I was thinking of the former, because I donāt want to make it too heavy to run on a server, but this approach would be ruined the moment I try to support rewriting.
Should we try and not avoid the latter with āit might be heavy?ā
What should happen to teacher data?
- So far, weāve documented sporadic examples of bad or human-induced splits.
 - If you want to put it in BERT, maybe a column of delimited token ticks.
 - We thought it would be difficult to express rewriting in the current rule-based version, but we can do string substitution in the preprocessing
 - Then after that, itās usually engraved on the token.

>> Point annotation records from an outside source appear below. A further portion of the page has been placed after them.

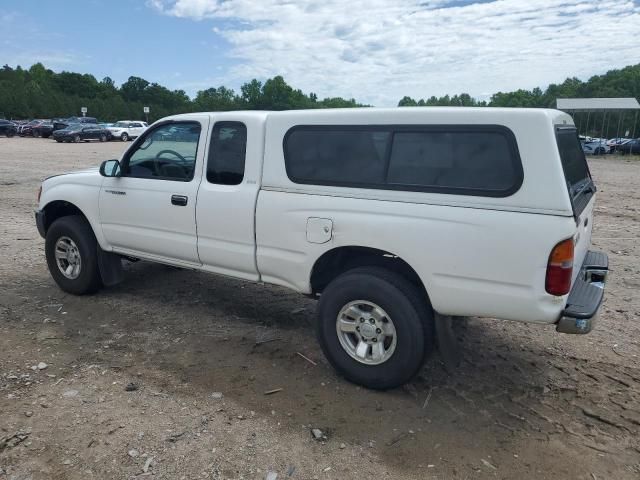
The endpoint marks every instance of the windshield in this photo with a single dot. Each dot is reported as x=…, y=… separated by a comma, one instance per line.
x=576, y=170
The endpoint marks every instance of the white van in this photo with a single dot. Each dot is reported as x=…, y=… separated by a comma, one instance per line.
x=395, y=219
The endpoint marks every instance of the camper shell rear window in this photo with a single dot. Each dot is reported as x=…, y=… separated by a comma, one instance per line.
x=481, y=160
x=576, y=170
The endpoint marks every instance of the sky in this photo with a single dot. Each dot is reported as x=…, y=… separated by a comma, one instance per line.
x=376, y=51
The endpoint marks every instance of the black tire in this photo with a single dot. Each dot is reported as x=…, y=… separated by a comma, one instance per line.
x=79, y=231
x=404, y=304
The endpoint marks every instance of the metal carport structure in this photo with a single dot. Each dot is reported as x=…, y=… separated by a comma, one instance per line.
x=607, y=106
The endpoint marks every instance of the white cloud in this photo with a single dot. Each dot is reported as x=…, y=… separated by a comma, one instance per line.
x=380, y=50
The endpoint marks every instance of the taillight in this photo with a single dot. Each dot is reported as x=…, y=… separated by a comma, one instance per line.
x=560, y=268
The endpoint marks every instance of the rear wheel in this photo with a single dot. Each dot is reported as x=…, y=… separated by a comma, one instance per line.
x=375, y=327
x=71, y=250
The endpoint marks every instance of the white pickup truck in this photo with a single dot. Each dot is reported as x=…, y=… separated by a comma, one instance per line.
x=395, y=219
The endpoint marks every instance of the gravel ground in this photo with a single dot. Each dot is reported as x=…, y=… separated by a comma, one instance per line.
x=166, y=375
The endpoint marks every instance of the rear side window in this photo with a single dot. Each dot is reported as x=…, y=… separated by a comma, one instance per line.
x=225, y=165
x=355, y=157
x=576, y=170
x=468, y=160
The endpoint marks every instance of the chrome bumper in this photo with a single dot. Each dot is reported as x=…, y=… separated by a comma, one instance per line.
x=583, y=304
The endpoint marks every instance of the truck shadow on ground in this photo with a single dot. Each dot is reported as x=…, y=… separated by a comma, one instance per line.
x=243, y=339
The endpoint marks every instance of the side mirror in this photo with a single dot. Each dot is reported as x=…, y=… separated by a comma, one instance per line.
x=110, y=168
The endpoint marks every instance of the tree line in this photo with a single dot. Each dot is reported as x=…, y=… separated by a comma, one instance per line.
x=41, y=92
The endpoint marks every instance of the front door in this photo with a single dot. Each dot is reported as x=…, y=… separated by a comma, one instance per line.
x=149, y=211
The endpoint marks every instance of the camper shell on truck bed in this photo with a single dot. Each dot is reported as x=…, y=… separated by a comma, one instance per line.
x=393, y=218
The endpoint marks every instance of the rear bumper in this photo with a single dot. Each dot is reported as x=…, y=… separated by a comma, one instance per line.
x=583, y=304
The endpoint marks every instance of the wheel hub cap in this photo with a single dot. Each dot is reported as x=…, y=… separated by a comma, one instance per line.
x=366, y=332
x=68, y=258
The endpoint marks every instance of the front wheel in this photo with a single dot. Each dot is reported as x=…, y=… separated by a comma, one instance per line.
x=72, y=255
x=375, y=327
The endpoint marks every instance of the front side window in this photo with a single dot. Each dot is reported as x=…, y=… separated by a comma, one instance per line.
x=227, y=152
x=168, y=152
x=478, y=160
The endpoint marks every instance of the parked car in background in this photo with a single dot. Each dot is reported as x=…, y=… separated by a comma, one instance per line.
x=43, y=130
x=128, y=129
x=26, y=130
x=80, y=132
x=632, y=146
x=59, y=124
x=595, y=148
x=7, y=128
x=616, y=143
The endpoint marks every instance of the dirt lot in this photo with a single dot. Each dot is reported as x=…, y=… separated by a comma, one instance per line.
x=202, y=351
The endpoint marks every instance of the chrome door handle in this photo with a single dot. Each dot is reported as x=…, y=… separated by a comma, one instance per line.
x=179, y=200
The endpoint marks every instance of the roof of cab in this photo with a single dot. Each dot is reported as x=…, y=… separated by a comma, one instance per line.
x=495, y=113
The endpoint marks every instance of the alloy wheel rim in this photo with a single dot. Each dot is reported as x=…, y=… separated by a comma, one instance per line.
x=68, y=258
x=366, y=332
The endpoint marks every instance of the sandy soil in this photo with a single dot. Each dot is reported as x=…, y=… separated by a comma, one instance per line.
x=202, y=351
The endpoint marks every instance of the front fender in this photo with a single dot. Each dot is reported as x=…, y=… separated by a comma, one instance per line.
x=84, y=196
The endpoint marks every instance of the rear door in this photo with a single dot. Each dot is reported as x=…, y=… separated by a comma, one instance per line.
x=581, y=190
x=225, y=212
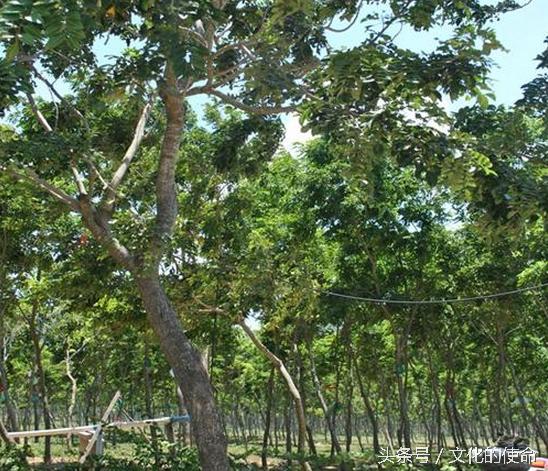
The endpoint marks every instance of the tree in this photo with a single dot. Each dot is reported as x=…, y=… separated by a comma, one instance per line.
x=264, y=59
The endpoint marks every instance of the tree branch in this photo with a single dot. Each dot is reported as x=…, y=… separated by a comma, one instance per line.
x=260, y=110
x=60, y=97
x=166, y=195
x=110, y=195
x=38, y=114
x=30, y=176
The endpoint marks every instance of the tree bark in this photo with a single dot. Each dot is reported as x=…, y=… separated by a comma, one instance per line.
x=189, y=372
x=369, y=409
x=296, y=395
x=12, y=411
x=269, y=401
x=41, y=380
x=317, y=386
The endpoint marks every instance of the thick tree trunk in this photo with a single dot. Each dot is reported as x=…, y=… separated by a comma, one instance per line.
x=189, y=372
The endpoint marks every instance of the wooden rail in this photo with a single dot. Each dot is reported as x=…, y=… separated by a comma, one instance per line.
x=92, y=428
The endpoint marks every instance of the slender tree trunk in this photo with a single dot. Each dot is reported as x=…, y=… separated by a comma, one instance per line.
x=189, y=372
x=369, y=409
x=318, y=387
x=302, y=387
x=269, y=401
x=41, y=380
x=4, y=435
x=293, y=390
x=11, y=410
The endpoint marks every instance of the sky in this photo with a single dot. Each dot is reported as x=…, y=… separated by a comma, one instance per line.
x=521, y=32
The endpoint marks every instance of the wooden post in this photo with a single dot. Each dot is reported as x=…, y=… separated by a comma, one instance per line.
x=97, y=435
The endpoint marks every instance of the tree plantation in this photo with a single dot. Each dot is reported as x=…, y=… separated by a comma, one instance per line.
x=181, y=291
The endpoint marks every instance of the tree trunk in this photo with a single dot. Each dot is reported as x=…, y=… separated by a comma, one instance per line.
x=334, y=440
x=269, y=402
x=296, y=395
x=12, y=411
x=369, y=409
x=41, y=380
x=189, y=372
x=4, y=434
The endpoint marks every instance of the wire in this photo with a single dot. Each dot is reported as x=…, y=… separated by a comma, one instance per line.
x=435, y=301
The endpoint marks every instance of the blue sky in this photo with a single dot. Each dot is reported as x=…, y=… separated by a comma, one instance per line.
x=521, y=32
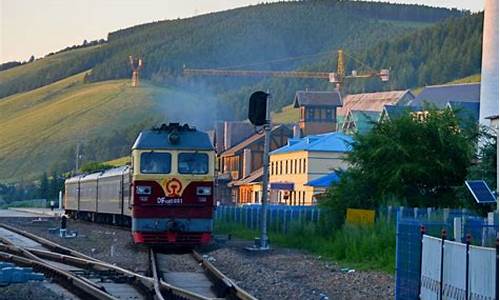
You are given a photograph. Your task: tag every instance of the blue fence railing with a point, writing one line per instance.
(279, 217)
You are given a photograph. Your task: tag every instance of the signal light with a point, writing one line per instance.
(257, 108)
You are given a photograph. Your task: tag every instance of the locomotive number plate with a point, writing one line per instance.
(169, 201)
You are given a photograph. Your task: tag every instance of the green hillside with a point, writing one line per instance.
(247, 35)
(40, 129)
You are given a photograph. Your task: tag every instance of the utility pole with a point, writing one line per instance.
(77, 158)
(264, 240)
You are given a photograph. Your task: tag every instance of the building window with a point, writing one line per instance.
(310, 114)
(329, 115)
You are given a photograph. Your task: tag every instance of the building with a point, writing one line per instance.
(358, 121)
(318, 111)
(440, 95)
(367, 107)
(489, 64)
(303, 160)
(230, 133)
(240, 167)
(392, 112)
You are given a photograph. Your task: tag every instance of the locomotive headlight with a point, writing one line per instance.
(204, 191)
(143, 190)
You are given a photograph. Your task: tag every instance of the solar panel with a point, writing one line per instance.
(480, 191)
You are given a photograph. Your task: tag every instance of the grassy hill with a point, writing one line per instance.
(247, 35)
(41, 127)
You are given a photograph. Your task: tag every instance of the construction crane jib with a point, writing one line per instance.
(337, 78)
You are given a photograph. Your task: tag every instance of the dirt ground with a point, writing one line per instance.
(278, 274)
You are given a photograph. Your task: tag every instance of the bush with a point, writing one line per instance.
(360, 246)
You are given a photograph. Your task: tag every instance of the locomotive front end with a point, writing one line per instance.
(172, 186)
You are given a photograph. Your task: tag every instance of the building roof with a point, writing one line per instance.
(370, 101)
(465, 111)
(440, 95)
(364, 120)
(393, 112)
(324, 181)
(254, 177)
(326, 142)
(317, 98)
(158, 138)
(252, 139)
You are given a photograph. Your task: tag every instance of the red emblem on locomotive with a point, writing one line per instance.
(174, 187)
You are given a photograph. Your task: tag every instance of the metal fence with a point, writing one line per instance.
(458, 224)
(454, 270)
(279, 217)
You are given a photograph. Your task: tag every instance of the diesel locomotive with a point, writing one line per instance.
(165, 195)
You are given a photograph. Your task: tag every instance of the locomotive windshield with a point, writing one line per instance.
(193, 163)
(155, 163)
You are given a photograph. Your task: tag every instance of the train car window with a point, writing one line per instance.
(193, 163)
(155, 163)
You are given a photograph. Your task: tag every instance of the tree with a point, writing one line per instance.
(44, 186)
(406, 161)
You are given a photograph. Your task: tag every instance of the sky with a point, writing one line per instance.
(37, 27)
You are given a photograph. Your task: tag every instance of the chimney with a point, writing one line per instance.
(247, 162)
(489, 70)
(296, 131)
(227, 135)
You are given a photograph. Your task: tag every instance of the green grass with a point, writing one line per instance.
(360, 247)
(37, 127)
(36, 203)
(40, 64)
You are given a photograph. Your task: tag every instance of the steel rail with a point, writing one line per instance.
(64, 277)
(46, 243)
(231, 289)
(97, 265)
(72, 257)
(155, 274)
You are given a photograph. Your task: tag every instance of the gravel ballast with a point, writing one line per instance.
(278, 274)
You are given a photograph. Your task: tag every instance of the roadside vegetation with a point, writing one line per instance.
(364, 247)
(407, 161)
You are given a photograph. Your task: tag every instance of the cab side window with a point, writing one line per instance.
(156, 163)
(193, 163)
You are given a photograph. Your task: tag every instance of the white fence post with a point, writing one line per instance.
(457, 228)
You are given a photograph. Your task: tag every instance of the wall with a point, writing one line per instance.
(300, 167)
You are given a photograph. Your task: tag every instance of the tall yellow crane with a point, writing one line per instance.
(337, 77)
(136, 65)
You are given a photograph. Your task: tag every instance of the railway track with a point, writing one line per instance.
(89, 278)
(202, 277)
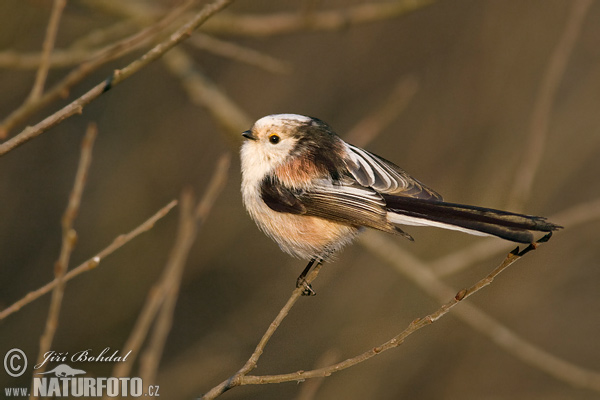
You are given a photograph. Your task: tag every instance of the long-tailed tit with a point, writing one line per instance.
(312, 193)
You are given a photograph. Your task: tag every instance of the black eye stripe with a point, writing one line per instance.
(274, 139)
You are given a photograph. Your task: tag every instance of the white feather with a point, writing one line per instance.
(406, 220)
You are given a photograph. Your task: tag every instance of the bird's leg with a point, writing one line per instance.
(301, 281)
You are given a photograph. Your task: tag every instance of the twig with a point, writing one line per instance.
(42, 72)
(292, 22)
(239, 53)
(69, 238)
(396, 341)
(238, 378)
(200, 90)
(90, 263)
(190, 222)
(508, 340)
(373, 124)
(117, 77)
(486, 247)
(203, 92)
(540, 119)
(310, 388)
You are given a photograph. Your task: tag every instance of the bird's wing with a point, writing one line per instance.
(384, 176)
(343, 201)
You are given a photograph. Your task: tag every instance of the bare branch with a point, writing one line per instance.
(237, 379)
(40, 78)
(508, 340)
(117, 77)
(540, 120)
(390, 344)
(164, 293)
(205, 93)
(486, 247)
(291, 22)
(190, 222)
(239, 53)
(91, 263)
(69, 238)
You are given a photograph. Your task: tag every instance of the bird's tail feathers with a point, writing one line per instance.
(470, 219)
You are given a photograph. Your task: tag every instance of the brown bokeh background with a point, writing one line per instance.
(478, 67)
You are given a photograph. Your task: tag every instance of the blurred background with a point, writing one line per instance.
(449, 91)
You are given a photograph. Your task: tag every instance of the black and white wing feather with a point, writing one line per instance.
(343, 201)
(384, 176)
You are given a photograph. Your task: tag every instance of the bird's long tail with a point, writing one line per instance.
(471, 219)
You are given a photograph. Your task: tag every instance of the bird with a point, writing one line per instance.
(313, 193)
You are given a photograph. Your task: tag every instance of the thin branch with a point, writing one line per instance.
(508, 340)
(76, 107)
(237, 378)
(486, 247)
(293, 22)
(199, 88)
(540, 119)
(69, 238)
(239, 53)
(42, 72)
(393, 342)
(310, 388)
(91, 263)
(188, 225)
(191, 220)
(203, 92)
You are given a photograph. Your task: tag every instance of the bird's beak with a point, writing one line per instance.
(249, 135)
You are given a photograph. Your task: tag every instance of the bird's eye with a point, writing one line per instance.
(274, 139)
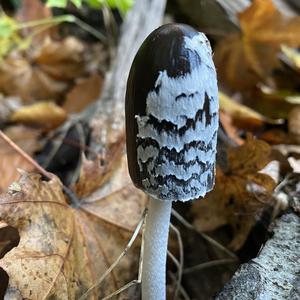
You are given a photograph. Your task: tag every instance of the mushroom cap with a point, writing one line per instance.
(172, 114)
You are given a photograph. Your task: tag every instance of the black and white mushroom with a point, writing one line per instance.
(171, 127)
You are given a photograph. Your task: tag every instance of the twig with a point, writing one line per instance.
(73, 199)
(209, 264)
(203, 235)
(12, 144)
(181, 289)
(131, 241)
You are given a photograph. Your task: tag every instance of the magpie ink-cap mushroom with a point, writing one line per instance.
(171, 129)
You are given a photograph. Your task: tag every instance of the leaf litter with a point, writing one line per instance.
(57, 76)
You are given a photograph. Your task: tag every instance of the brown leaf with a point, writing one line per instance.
(246, 58)
(85, 92)
(43, 74)
(10, 161)
(242, 115)
(44, 114)
(62, 249)
(95, 173)
(234, 200)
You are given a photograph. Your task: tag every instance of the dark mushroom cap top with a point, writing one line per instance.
(172, 114)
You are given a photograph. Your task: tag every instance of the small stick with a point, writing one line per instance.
(188, 225)
(25, 155)
(128, 246)
(181, 259)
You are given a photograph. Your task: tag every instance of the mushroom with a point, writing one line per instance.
(171, 127)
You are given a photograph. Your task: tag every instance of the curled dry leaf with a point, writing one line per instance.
(25, 138)
(7, 106)
(63, 250)
(294, 124)
(44, 114)
(248, 57)
(95, 173)
(83, 93)
(45, 73)
(233, 200)
(242, 115)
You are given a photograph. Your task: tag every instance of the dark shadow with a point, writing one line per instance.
(3, 283)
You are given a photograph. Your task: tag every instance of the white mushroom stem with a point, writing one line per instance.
(155, 250)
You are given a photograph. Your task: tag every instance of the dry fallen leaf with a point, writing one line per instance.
(244, 59)
(234, 200)
(44, 114)
(64, 249)
(95, 173)
(43, 73)
(25, 138)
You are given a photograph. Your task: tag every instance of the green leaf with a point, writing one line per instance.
(7, 26)
(57, 3)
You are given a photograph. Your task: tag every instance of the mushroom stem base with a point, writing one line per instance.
(155, 250)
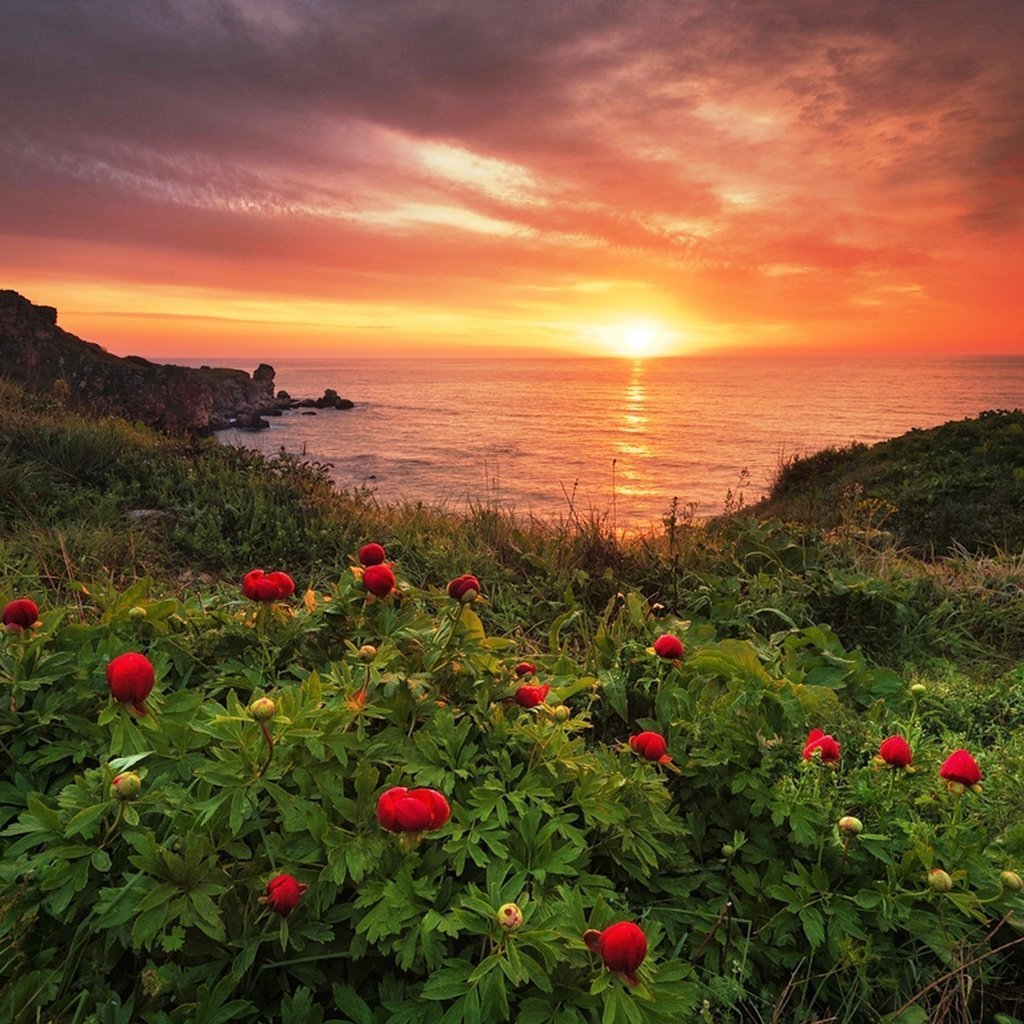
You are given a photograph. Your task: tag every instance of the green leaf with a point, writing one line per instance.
(349, 1003)
(450, 982)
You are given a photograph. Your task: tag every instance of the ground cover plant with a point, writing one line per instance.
(276, 753)
(359, 805)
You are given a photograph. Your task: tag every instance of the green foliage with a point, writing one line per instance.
(728, 855)
(756, 906)
(961, 483)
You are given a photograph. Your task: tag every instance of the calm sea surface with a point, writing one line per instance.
(621, 437)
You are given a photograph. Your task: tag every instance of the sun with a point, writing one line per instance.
(639, 341)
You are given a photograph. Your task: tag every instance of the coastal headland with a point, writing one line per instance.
(82, 375)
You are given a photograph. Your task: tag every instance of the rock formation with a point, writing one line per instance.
(177, 399)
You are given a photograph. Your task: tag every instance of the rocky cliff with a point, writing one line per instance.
(177, 399)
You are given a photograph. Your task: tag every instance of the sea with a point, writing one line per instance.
(622, 439)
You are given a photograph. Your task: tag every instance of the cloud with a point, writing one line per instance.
(504, 143)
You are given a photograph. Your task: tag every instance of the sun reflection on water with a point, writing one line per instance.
(633, 454)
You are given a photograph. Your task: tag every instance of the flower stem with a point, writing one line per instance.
(269, 749)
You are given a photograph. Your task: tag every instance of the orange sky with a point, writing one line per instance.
(274, 177)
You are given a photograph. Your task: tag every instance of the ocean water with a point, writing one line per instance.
(620, 437)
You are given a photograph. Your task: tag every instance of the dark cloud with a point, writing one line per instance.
(689, 133)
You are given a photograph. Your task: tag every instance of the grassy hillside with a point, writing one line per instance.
(957, 484)
(141, 855)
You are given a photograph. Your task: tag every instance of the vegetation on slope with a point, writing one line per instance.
(957, 484)
(755, 903)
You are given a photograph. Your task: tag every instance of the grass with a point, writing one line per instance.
(790, 615)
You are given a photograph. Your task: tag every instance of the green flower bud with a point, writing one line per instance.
(1011, 881)
(509, 916)
(262, 710)
(127, 785)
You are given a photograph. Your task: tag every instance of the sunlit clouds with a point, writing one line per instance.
(426, 176)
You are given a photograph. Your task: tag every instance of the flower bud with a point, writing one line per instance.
(262, 709)
(284, 894)
(379, 580)
(127, 785)
(130, 678)
(622, 946)
(509, 916)
(669, 646)
(19, 614)
(530, 696)
(1011, 881)
(372, 554)
(465, 588)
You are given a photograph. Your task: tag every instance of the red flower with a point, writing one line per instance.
(20, 614)
(530, 696)
(622, 946)
(402, 810)
(896, 752)
(379, 580)
(372, 554)
(961, 767)
(460, 587)
(259, 586)
(130, 678)
(826, 745)
(283, 894)
(650, 745)
(669, 646)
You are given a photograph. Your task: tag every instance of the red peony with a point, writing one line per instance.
(379, 580)
(372, 554)
(827, 747)
(402, 810)
(896, 752)
(530, 696)
(20, 614)
(259, 586)
(283, 894)
(650, 745)
(669, 646)
(623, 947)
(961, 767)
(130, 678)
(464, 587)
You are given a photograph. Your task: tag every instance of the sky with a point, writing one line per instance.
(309, 177)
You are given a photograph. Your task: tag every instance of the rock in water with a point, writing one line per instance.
(177, 399)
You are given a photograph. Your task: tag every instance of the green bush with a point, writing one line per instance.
(754, 902)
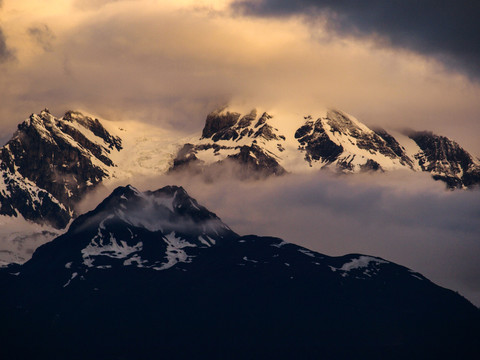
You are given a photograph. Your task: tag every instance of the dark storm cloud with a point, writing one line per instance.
(43, 36)
(447, 30)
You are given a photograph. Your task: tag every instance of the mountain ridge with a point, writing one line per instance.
(239, 296)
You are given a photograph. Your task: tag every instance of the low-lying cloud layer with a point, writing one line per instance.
(401, 217)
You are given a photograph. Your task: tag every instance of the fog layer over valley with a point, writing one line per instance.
(403, 217)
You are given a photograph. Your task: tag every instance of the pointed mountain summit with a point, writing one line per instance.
(49, 165)
(155, 272)
(446, 160)
(261, 144)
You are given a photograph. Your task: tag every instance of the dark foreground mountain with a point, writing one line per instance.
(259, 144)
(156, 275)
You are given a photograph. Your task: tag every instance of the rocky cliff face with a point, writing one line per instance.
(50, 163)
(268, 144)
(446, 160)
(230, 138)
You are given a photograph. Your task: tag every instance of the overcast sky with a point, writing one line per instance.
(394, 64)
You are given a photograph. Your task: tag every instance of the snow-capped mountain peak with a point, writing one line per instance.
(266, 143)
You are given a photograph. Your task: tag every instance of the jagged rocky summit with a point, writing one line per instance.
(149, 273)
(51, 163)
(265, 144)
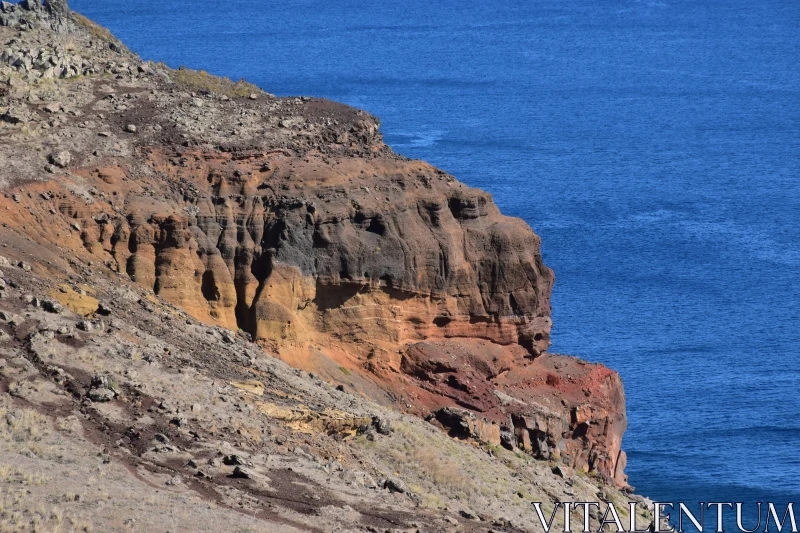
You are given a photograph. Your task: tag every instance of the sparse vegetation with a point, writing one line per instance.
(200, 80)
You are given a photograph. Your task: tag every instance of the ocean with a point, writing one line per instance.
(655, 147)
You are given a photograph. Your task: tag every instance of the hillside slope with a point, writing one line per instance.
(171, 240)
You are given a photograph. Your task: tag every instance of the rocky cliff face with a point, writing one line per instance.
(290, 220)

 - Worst case, only rule-based pre-write can be left in the rule base.
 
2021/3/29
- 
Spit out the results of the split with the current rule-based one to a file.
 - 
Put an x on a bad split result and an o on a good split result
- You donāt have to put anything on.
 - The ones with nothing on them can be o as being so-so acceptable.
 
 - 
At least itās better than the current āfailure cases are in the form of memos with no formattingā.
 - 
Hopefully the bad splits will be reduced when the rule is modified.
 - 
I want to merge outputs.
 - 
Machine learning?
- I think it could be within the scope of parameter adjustment.
 
 - 
Even if we feed BERT in the future, Iād like to wait until after a few hundred data have been collected.
 - 
If you keep the data in this form, you can split it up and use it as teacher data if it does not contain ābad examplesā.
 - 
I checked the code.
- JSON output for regression testing to prevent unexpected breakage.
 - This one has a list of āsplit results.ā
 - Itās a list, so you canāt mark āthis result is badā.
 - Regression testing itself will continue to be useful
 - You can have a separate ā dictionary.
 - Right now itās rule-based, so Iām chopping in order of highest score, but if the score is 0.5 or higher, Iāll definitely split it up, and if something is still too long, should I chop it up separately?
 
 - 
Assistance in dividing a long document into stickies: an example of a bad division
 
2021-03-30
- I get the feeling that the type of case particle alone doesnāt seem to determine which case particle feels natural to me when I need to split with any of them.
- I wonder if it depends on the type of case particle next to it and the distanceā¦
 
 
This page is auto-translated from /nishio/ę©ę¢°å¦ēæć§é·ęä»ē®åå² using DeepL. If you looks something interesting but the auto-translated English is not good enough to understand it, feel free to let me know at @nishio_en. Iām very happy to spread my thought to non-Japanese readers.